Может, между собой, вдали от посторонних, они еще чувствовали себя свободными. Мне это неизвестно, одно я знаю точно: в их речах не было политики. Они укрывались в распустившейся пышным цветом литературе о колхозах, вспаханных землях и девственных лесах. Я спрашивал одного из них (имя его не открою, гражданин следователь: он еще жив) по поводу этой бессознательной позиции наших известных интеллектуалов.
— В Париже, — напоминал я ему, — мы сражались, мы с утра до вечера обличали нацизм в журналах, в речах — и все это во имя коммунистической революции. А здесь вы молчите! Не понимаю!
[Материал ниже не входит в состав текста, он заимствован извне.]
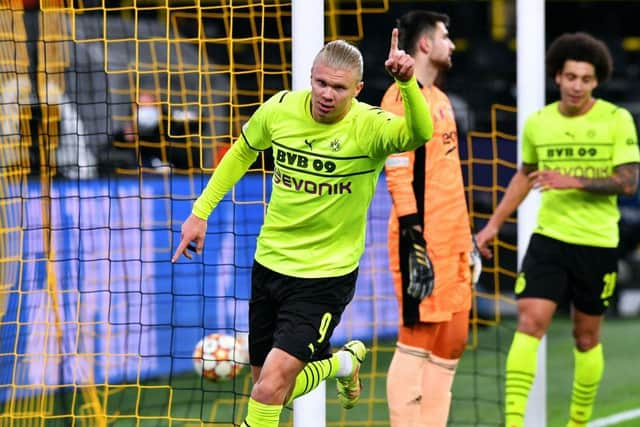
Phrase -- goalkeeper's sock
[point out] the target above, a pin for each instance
(404, 386)
(521, 370)
(437, 379)
(588, 369)
(314, 373)
(262, 415)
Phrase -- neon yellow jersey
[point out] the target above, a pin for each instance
(590, 145)
(324, 179)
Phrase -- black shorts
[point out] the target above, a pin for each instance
(295, 315)
(559, 271)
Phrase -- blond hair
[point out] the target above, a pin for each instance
(341, 55)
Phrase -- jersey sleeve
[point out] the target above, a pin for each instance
(390, 133)
(233, 166)
(529, 153)
(625, 138)
(256, 130)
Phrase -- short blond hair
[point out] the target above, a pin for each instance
(342, 55)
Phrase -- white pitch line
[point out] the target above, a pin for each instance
(615, 418)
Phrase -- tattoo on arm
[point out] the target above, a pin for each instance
(623, 181)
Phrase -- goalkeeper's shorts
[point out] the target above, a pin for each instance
(561, 272)
(295, 315)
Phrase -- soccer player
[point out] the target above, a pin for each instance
(581, 152)
(329, 150)
(429, 205)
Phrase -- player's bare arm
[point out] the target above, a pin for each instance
(399, 64)
(193, 230)
(624, 181)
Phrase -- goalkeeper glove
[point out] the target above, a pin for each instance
(421, 276)
(475, 261)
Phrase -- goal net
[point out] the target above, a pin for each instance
(113, 116)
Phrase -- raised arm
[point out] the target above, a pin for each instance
(417, 115)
Мой собеседник в ужасе прошептал:
— Прошу вас, перемените тему!
— Но почему?
— Вы только что приехали, вы не можете понять.
А его коллега добавил:
— Мы с вами не в ешиве, молодой человек. Здесь Талмуда не изучали. И не всякий имеет право на толкование. Не заставляйте нас выслушивать то, что не следует слышать.
А третий дошел до угрозы:
— Ворчать — это критиковать партию и ее славного вождя. Тут рискуешь дорого заплатить.
И все стали повторять, что я чего-то не понимаю. Они были правы: я не понимал. Я думал об Инге и ее подпольной борьбе, о Пауле и его команде: они старались мобилизовать свободный мир на борьбу против нацизма. Нет, я не понимал, почему вне той территории, что еще не была нацифицированна, только русская пресса не боролась с нацистской чумой. Я заболевал от этого. Однажды, не имея уже сил сдержать свое расстройство, я упомянул об этом при Гранеке, великолепном переводчике Вергилия. Мягкий, собранный, чудовищно робкий (еще больше, нежели я), он даже поднял руку, словно хотел меня оттолкнуть:
— Не надо, молодой человек, не надо.
— Гранек, послушайте меня, мне нужно с кем-то поговорить, иначе я лопну или сойду с ума.
Мы вышли на улицу. Там я признался ему, как я разочарован. Я рассказал о моих годах борьбы против Гитлера и его банды убийц. О Пауле, его моральном авторитете, его блистательном воздействии на интеллектуальную атмосферу Франции. И в довершение признался:
— Тяжело это говорить, дорогой Гранек, но мне было лучше в Париже. Там, по крайней мере, я мог взывать к общественному мнению, бороться!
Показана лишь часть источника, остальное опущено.